Get variable name causing UnboundLocalError

When I invoke a def, I get the UnboundLocalError message.
Is there a way using an except statement to ge the name of the variable causing the error?
I have the following code, but it does not give me the name of the variable causing the error.

except Exception as e:
    exception_type, exception_object, exception_traceback = sys.exc_info() 
    filename = exception_traceback.tb_frame.f_code.co_filename
    line_number = exception_traceback.tb_lineno
    exceptiontypestr = str(exception_type)[8:-2]
    errortime=datetime.datetime.now().strftime('%m-%d-%Y %I:%M%p')
    #exceptiontypestr=exceptiontypestr[8:-2]
    print("error occurred: " , exceptiontypestr, " at linenumber = ",line_number)
    print("program name = ",filename)

The .args of this UnboundLocalError will be a tuple that contains the complete error message string. For example:

>>> def broken():
...      a += 1
... 
>>> try:
...     broken()
... except UnboundLocalError as e:
...     print(e.args)
... 
("local variable 'a' referenced before assignment",)

However, the exact contents of the string are allowed to vary with the Python version.

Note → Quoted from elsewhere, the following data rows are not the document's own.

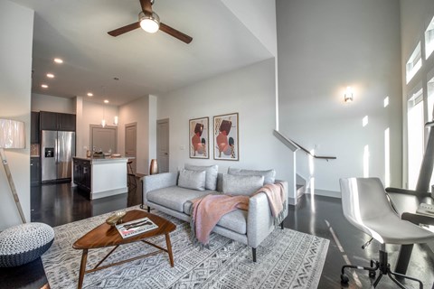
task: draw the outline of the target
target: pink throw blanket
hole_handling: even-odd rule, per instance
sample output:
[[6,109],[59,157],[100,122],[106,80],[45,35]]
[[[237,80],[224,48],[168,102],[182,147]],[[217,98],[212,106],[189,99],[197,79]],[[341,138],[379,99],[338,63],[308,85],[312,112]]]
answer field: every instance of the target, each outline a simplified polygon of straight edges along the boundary
[[[275,225],[283,221],[283,213],[287,208],[287,195],[281,182],[269,183],[258,190],[253,195],[263,191],[269,199],[271,214],[275,218]],[[278,224],[276,224],[278,222]]]
[[223,215],[237,208],[249,208],[249,196],[206,195],[192,202],[192,233],[201,244],[207,246],[211,231]]
[[[269,209],[274,218],[274,225],[283,221],[287,208],[287,196],[281,182],[266,184],[254,194],[263,191],[269,200]],[[193,239],[202,245],[208,246],[210,234],[222,217],[236,209],[249,210],[250,196],[240,195],[206,195],[203,198],[192,200],[191,228]]]

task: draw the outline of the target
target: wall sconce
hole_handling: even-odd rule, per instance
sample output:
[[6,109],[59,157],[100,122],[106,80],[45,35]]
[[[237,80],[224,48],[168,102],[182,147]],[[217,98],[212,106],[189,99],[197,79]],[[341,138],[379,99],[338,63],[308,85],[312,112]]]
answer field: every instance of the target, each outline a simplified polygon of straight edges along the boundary
[[353,102],[353,89],[351,87],[346,87],[345,93],[344,94],[344,100],[345,102]]

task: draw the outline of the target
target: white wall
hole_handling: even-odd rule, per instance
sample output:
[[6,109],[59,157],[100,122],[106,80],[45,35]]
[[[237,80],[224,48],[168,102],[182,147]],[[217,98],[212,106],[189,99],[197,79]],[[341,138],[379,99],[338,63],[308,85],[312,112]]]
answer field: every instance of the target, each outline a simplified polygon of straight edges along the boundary
[[[275,168],[277,177],[290,179],[291,155],[273,136],[275,125],[275,61],[269,59],[158,98],[158,118],[169,118],[169,171],[216,163],[219,172],[229,166],[266,170]],[[210,135],[210,159],[189,158],[189,119],[239,113],[240,161],[216,161]]]
[[[316,188],[339,191],[339,178],[363,176],[364,145],[369,175],[384,181],[388,127],[391,182],[401,185],[399,2],[277,0],[276,6],[280,131],[316,154],[337,157],[314,162]],[[351,104],[344,103],[346,86],[354,89]],[[308,180],[307,158],[297,163]]]
[[136,172],[147,174],[149,170],[149,98],[145,96],[119,107],[118,137],[119,154],[125,154],[125,125],[137,123],[137,146]]
[[[157,119],[158,98],[149,96],[149,161],[156,159],[156,119]],[[150,164],[150,162],[149,162]],[[149,166],[148,166],[149,167]]]
[[[428,24],[434,16],[434,2],[432,0],[401,0],[401,71],[402,71],[402,119],[403,119],[403,165],[402,165],[402,186],[408,188],[408,146],[407,146],[407,101],[409,95],[415,88],[423,88],[424,90],[424,111],[425,119],[428,120],[428,113],[432,113],[433,107],[427,106],[427,78],[434,69],[434,55],[425,60],[422,57],[422,67],[413,79],[406,83],[405,64],[413,52],[419,42],[421,42],[424,51],[424,33]],[[425,55],[423,53],[423,55]],[[428,129],[425,135],[428,137]],[[428,139],[427,139],[428,140]]]
[[[15,188],[30,222],[30,96],[33,11],[0,2],[0,117],[25,123],[26,148],[5,150]],[[0,168],[0,230],[20,224],[3,165]]]
[[238,19],[273,55],[278,55],[276,2],[263,0],[222,0]]
[[32,111],[52,111],[75,114],[75,98],[58,98],[32,93]]

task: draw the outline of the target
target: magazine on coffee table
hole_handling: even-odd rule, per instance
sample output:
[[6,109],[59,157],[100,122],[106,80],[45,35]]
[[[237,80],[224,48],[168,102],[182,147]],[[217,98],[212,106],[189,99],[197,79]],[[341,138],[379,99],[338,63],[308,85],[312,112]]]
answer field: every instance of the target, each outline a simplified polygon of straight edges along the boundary
[[418,214],[434,217],[434,205],[422,202],[416,210]]
[[142,218],[116,225],[116,228],[118,228],[123,238],[142,234],[156,228],[158,226],[150,220],[149,218]]

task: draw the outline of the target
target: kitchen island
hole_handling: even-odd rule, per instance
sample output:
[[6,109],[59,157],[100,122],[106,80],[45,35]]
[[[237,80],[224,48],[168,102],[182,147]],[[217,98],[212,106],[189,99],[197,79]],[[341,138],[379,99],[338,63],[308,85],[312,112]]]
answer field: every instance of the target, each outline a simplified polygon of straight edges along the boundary
[[72,158],[73,184],[99,199],[128,191],[126,157]]

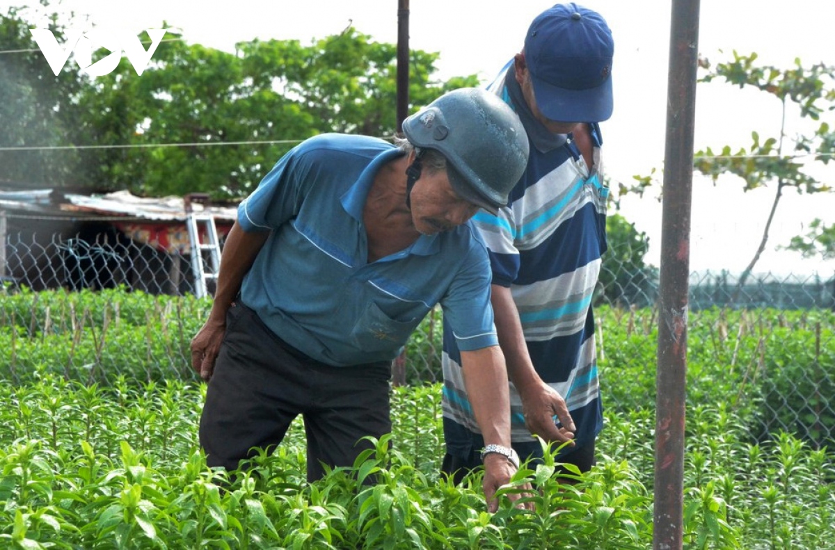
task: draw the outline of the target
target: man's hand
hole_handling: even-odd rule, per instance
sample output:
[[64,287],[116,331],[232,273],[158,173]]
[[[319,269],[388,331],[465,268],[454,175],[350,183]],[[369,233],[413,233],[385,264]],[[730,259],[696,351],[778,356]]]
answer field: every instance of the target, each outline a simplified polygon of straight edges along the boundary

More importantly, you should not be writing code in the first place where this is a concern. If you are trying to debug the code, then don’t catch exceptions that indicate a problem in the code; exception handling is for problems that result from bad input to the program. If you are for example doing some strange thing with dynamically created variables, so that you can’t really be sure what variables you will have just by reading and debugging the code, then don’t do that; instead, use dictionaries and lists to hold structured data.

This is way too complicated for the kind of task that you describe, and it gives the impression that you are just trying to look up code and use whatever seems to work, without understanding it. This is also a bad habit. (In particular, it makes no real sense to use stuff like sys.exc_info inside an ordinary exception handler; e already means the same object as exception_object in this code, and you can more easily get the type as type(e) and the traceback as e.__traceback__. Normal efforts to log errors won’t care about the traceback, either; if you did care then you should normally just let the program crash and read it. As for the type, you should normally be specifying a particular exception type that you’re interested in with except anyway, like in my example - so you should already know the type.)

Karl,

Many thanks for you response.
The exception was there to catch an error from bad date and write to an error log.

I removed the exception code and got the name of the local variable that caused the issue.
I did not intentionally use a variable before assignment.

I corrected my error in the code and the problem is solved.

Thanks again. YouR response is very much appreciated.